На лице Валери Эмма прочла то же беспокойство, которое не покидало и ее уже несколько часов.
– Я думаю, ты уже знаешь, – начала Валери.
– Ты имеешь в виду…
– Да, Катрин Страндберг, ты в курсе?
Эмма думала, что Валери говорит о сбое в Интернете, но она имела в виду происшествие со шведкой. Эмма не знала Катрин лично, но имя показалось ей знакомым. Наверное, где-то пересекались раньше.
– Ее увезли сегодня, когда она впала в кому, так? И с тех пор она не пришла в себя? – спросила Эмма, усаживаясь напротив Валери, лицом к морю.
– Все намного хуже. Он умерла до прибытия в больницу.
– Что?
Эмма потеряла дар речи, но быстро взяла себя в руки.
– Боже мой, Валери! Ты уверена? Я не знала… У меня не было времени сегодня с кем-нибудь поболтать и все узнать. Провела два семинара – один утром и один сразу после обеда, затем пошла искупаться, но это…
– Не могу поверить в эту ужасную историю… – сказала Валерии.
– Про аллергию на мелатонин? – спросила Эмма. – Я знала одну женщину – несколько лет тому назад она внезапно умерла от аллергии на новокаин. Но она была пожилая и страдала от астмы.
Валери вздохнула:
– Слушай, ты не все знаешь. Я не про аллергию. Мне с самого начала диагноз показался странным: я находилась с Катрин на семинаре, который она вела после обеда, было заметно, что ей плохо: она как будто была не в своем уме. Останавливалась несколько раз посреди фразы и смотрела на нас, словно не понимая, где она и кто мы… Она даже не смогла закончить свою речь. Говорила невнятно, путалась, поэтому в конце концов мы и вызвали врача. Но после этого ей стало еще хуже.
– После? Что ты имеешь в виду?
– Я все думаю о том, что произошло ночью…
Валери сделала глоток колы, вытащила сигарету, положила пачку на стол, однако закуривать не стала.
– Я бросаю курить, пока в отпуске, но не знаю, выдержу ли. Всегда ношу с собой пачку, успокаивает.
«Странный способ избегать соблазнов», – подумала Эмма.
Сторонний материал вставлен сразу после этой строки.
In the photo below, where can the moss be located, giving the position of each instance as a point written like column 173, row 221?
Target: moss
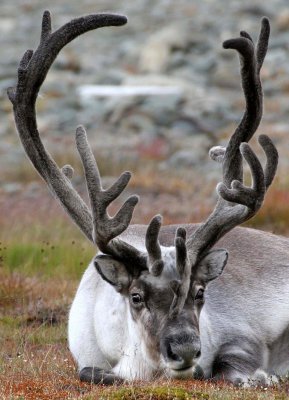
column 153, row 393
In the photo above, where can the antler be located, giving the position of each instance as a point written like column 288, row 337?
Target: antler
column 96, row 223
column 238, row 203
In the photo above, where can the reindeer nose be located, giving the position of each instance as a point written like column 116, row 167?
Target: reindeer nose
column 180, row 352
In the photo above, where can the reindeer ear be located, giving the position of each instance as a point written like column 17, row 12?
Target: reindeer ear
column 212, row 265
column 112, row 271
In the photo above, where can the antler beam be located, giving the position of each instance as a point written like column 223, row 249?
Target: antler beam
column 32, row 71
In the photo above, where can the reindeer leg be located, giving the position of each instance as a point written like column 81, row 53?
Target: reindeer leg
column 98, row 375
column 240, row 362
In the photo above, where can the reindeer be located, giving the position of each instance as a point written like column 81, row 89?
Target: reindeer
column 149, row 303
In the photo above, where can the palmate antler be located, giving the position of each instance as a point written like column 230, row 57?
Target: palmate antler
column 237, row 203
column 95, row 221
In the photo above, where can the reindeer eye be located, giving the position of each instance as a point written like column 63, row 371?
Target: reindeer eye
column 136, row 298
column 200, row 294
– Так о чем ты хотела поговорить?
– Добрый вечер, мадам, закажете что-нибудь для начала? – Официант перебил Эмму, которая ответила ему сухо, едва взглянув:
– Да, пожалуйста, воду «Перрье», спасибо.
Валери убрала сигарету обратно в пачку, подождала, пока официант отойдет подальше, и вполголоса произнесла:
– Никому не рассказывай о том, что я сейчас тебе сообщу. Нельзя допустить, чтобы паника охватила весь конгресс. Есть все причины полагать, что Катрин Страндберг убили.
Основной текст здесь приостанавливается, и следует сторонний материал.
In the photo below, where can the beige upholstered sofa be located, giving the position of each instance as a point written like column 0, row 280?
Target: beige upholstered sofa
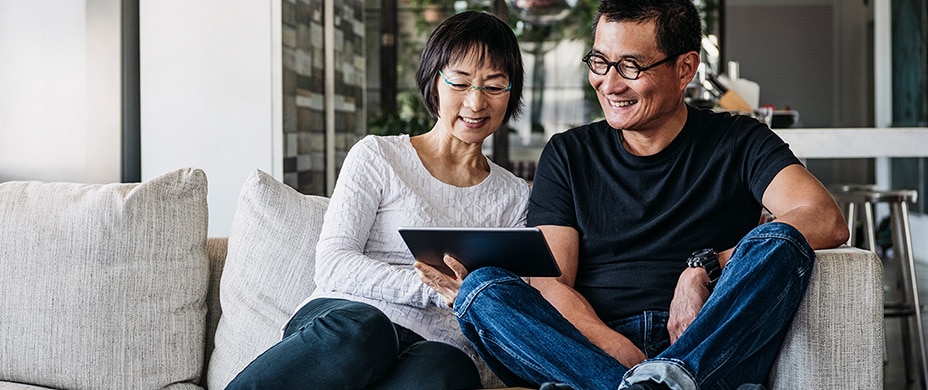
column 118, row 287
Эмма вздрогнула. Валери никогда не выдумывала и не передавала пустопорожние разговоры.
– Убили? То есть аллергия была не…
– Не естественная.
– Вроде отравления?
– Именно. Когда вчера вечером врач осматривал Катрин, выяснил, что она мало что съела за день – чай, хлебцы и еще приняла лекарство, чтобы снизить последствия перелета. Поэтому он и решил, что мелатонин вызвал аллергию. Осмотрел ее, сделал укол от аллергии и ушел. Но ночью случилось еще кое-что. – Валери понизила голос. – Когда Кристелль Лорик пришла узнать, как дела у Катрин, примерно в полвосьмого сегодня утром, та ей не ответила. Горничная открыла дверь своим ключом. Катрин лежала на полу. Рукава сорочки оторваны. Руки и ноги – кровавое месиво.
– Что?!
– Да. Словно кто-то сознательно рвал их чем-то острым… как стальной перчаткой, утыканной шипами.
– Она была еще жива?
– Говорю же, она умерла, чуть-чуть не доехав до больницы..
Эмма отвела взгляд, пытаясь подавить приступ дурноты.
– Врачи говорят, что, когда ее пытали, она была уже в коме.